- Racing silks of Paul Mellon
- Sire: Green Forest
- Grandsire: Shecky Greene
- Dam: Leap Lively
- Damsire: Nijinsky
- Sex: Mare
- Foaled: 9 February 1984
- Died: 10 February 2011 (Aged 27)
- Country: United States
- Colour: Chestnut
- Breeder: Paul Mellon
- Owner: Paul Mellon
- Trainer: Ian Balding
- Record: 8: 5-1-0

Major wins
- Queen Mary Stakes (1986) Cherry Hinton Stakes (1986) Mill Reef Stakes (1986) Irish 1,000 Guineas (1987)

Awards
- Timeform best two-year-old filly (1986) Top-rated European two-year-old filly (1986) Timeform rating: 127 (1986, 1987)

= Forest Flower (horse) =

American-bred Thoroughbred racehorse

Forest Flower (9 February 1984 – 10 February 2011) was an American-bred, British-trained Thoroughbred racehorse and broodmare. In a racing career which lasted from May 1986 until July 1987 she won five of her eight races. She was the outstanding European two-year-old filly of 1986 when she won the Queen Mary Stakes, Cherry Hinton Stakes and Mill Reef Stakes before being controversially disqualified after finishing first in the Cheveley Park Stakes. Her subsequent career was disrupted by poor health, but she won the Irish 1,000 Guineas in 1987. She was retired to stud in 1988 and had limited success as a broodmare before dying in 2011 at the age of twenty-seven.

==Background==
Forest Flower was a chestnut mare with a white blaze bred in Virginia by her owner Paul Mellon. She was an unusually small Thoroughbred standing 14.3 hands high. Forest Flower was one of the first crop of foals sired by Green Forest, a Kentucky-bred, French-trained horse whose wins included the Prix Morny, Grand Critérium, Prix de la Salamandre and Prix du Moulin. Her dam Leap Lively, also bred and owned by Mellon, won the Fillies' Mile in 1980 and finished third to Blue Wind in the following year's Epsom Oaks. Leap Lively also produced Scoop the Gold, the dam of the Blue Grass Stakes winner High Yield.

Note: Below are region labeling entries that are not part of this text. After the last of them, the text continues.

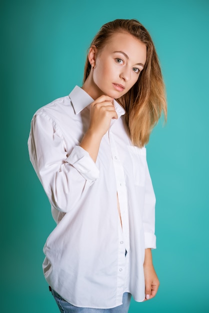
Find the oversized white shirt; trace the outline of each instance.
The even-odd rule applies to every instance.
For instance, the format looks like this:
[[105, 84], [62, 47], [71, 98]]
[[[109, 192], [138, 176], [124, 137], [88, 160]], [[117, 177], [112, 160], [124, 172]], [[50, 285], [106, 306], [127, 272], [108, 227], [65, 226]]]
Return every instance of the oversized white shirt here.
[[124, 292], [144, 299], [144, 249], [156, 248], [156, 199], [146, 148], [132, 144], [116, 101], [118, 118], [102, 138], [96, 162], [80, 146], [93, 101], [76, 86], [40, 108], [28, 144], [57, 223], [44, 248], [46, 279], [74, 306], [108, 308], [122, 304]]

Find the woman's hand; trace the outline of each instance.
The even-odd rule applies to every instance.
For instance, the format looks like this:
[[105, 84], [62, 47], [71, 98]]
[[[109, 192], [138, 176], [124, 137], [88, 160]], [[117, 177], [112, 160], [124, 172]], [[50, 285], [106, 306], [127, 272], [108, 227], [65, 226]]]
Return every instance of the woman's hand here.
[[108, 96], [101, 96], [90, 104], [90, 126], [80, 146], [94, 162], [102, 138], [109, 129], [111, 120], [118, 118], [112, 100]]
[[144, 264], [145, 279], [144, 301], [152, 299], [156, 294], [160, 282], [152, 264], [151, 249], [146, 249]]
[[102, 138], [108, 132], [112, 118], [118, 118], [113, 98], [101, 96], [92, 102], [90, 108], [90, 125], [88, 132]]

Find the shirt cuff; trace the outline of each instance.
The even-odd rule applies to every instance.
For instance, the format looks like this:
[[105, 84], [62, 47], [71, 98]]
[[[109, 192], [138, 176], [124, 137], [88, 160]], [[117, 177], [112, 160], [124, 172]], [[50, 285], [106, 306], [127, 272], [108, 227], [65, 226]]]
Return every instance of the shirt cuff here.
[[87, 151], [76, 146], [66, 162], [74, 166], [86, 180], [95, 180], [100, 176], [100, 170]]
[[156, 249], [156, 236], [151, 232], [144, 232], [145, 248]]

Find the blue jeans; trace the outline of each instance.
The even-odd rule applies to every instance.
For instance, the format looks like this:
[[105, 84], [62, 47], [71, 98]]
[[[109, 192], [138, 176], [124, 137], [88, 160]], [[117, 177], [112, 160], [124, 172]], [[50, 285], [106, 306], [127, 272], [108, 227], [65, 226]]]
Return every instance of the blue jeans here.
[[112, 308], [79, 308], [72, 306], [63, 299], [54, 290], [52, 294], [62, 313], [128, 313], [130, 305], [132, 295], [124, 292], [122, 297], [122, 304]]

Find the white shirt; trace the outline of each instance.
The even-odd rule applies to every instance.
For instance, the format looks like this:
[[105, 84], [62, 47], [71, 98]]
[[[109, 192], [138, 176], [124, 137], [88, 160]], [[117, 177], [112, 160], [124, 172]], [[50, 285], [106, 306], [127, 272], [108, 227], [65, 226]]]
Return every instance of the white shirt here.
[[146, 148], [132, 144], [116, 101], [118, 118], [102, 138], [96, 164], [80, 146], [93, 101], [76, 86], [40, 108], [28, 144], [57, 223], [44, 248], [46, 279], [74, 306], [108, 308], [122, 304], [124, 292], [144, 299], [144, 249], [156, 248], [156, 199]]

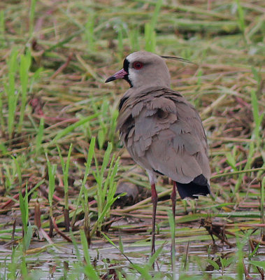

Forest Flower was sent to race in England where she was trained by Ian Balding at Kingsclere.

==Racing career==

===1986: two-year-old season===
Forest Flower began her racing career by winning a race over five furlongs at Newbury Racecourse in May. She was then moved up in class for the Group Three Queen Mary Stakes at Royal Ascot on June. She started the 9/4 joint-favourite in a field of thirteen fillies and "sprinted clear" to win impressively by three lengths. In July she was required to carry two pounds more than the Minstrella, who had won the Chesham Stakes at Royal Ascot, in the Cherry Hinton Stakes over six furlongs at Newmarket Racecourse. Ridden by Tony Ives, Forest Flower was headed by the Irish filly, but fought back to win by three-quarters of a length, with the first two pulling seven lengths clear of the other runners. Forest Flower and Minstrella met again, this time at level weights, in the Group One Phoenix Stakes at Phoenix Park Racecourse in August. Ridden by Pat Eddery, Forest Flower finished strongly, but failed to overtake her rival and was beaten a short head.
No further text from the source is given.